Pytany o okres, kiedy w Białymstoku w 2011 roku uruchomił wspólnie z Konradem Dulkowskim Teatr TrzyRzecze, a zwłaszcza o to, co stanowiło wówczas jego źródło utrzymania, odpowiadał: - Pamiętam to jako okres ogromnych problemów z finansami. Sprzedaliśmy z żoną samochód i cały nasz księgozbiór.
Pogodzić firmę z teatrem
Sędzia chciała wiedzieć, dlaczego prowadzona przez niego spółka, choć nie regulowała swoich zobowiązań, to przelała 100 tys. zł na konto stowarzyszenia.
- To nie była firma, która bankrutowała. Produkowała preparat oczekiwany na rynku [chodzi o lek przeciwko grzybicy - red.]. A my za wszelką cenę chcieliśmy stworzyć w Białymstoku teatr na wysokim poziomie. Moim celem była taka sytuacja, żeby sprawnie funkcjonowała zarówno firm, a jak i teatr - tłumaczył machinacje finansowe.
Wezwana przez prokuraturę świadek też była pytana o działalność tej firmy i potwierdzała, że półproduktów było tyle, że z takiej ilości można było wyprodukować kilka tysięcy sztuk preparatu. Gaweł przed sądem chciał udowodnić, że nie był nastawiony na oszukiwanie kontrahentów, ale na rozwój firmy.
Jednocześnie mówił, że spłaca swoje długi - np. w całości spłacił dotacje z urzędu marszałkowskiego, ale też drobniejsze kwoty, np. za wynajem sal.
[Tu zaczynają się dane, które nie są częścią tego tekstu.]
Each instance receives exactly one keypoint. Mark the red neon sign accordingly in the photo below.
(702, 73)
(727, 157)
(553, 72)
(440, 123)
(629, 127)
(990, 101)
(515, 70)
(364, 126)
- Staram się i będę się starał zaspokoić wszystkich poszkodowanych, a także przyspieszyć proces spłacania należności - deklarował oskarżony.
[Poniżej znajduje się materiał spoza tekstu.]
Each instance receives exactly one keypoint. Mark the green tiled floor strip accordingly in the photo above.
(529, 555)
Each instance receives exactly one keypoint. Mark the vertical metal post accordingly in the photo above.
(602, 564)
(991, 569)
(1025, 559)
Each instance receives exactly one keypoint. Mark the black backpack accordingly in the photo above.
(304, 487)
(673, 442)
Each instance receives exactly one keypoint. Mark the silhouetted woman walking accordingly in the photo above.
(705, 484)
Tylko zadłużenia wobec banku nie spłaca, bo ma odmienne zdanie co do swojej winy. A to największy spośród jego długów - 240 tys. zł.
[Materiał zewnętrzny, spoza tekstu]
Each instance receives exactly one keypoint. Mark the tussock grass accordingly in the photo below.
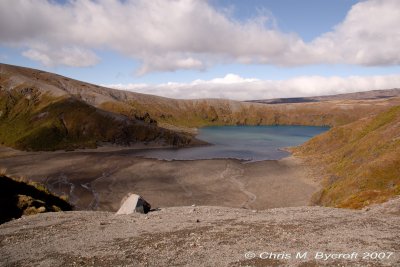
(364, 158)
Prokurator sygnalizował, że część zobowiązań jest teraz spłacanych z darowizn [stowarzyszenie i teatr działają w Warszawie - red.]. Natomiast Gaweł zdradził, że ma zamówienie na książkę.
- Jestem przekonany, że potrafię wszystkie należności spłacić - mówił.
Nowa opinia psychiatryczna
W poniedziałek rozprawa nie została zamknięta, tylko odroczona bezterminowo. Prokurator Adam Białas prowadzi drugie śledztwo, w sprawie podrobienia weksla, usiłowania wyłudzania i wyłudzenia dotacji oraz ukrywania majątku przed wierzycielami. Postawił już zarzuty, za które grozi Gawłowi surowsza kara - nawet do 25 lat więzienia.
Prokurator mówił, że właśnie w toku tego nowego śledztwa trafił na okoliczności, które należy zbadać. Powstaje więc nowa opinia psychiatryczna w sprawie oskarżonego, ma być gotowa w pierwszej połowie kwietnia. Prokurator poinformował o tym sąd, bo jego zdaniem może mieć ona znaczenie dla tej sprawy, więc warto na nią poczekać.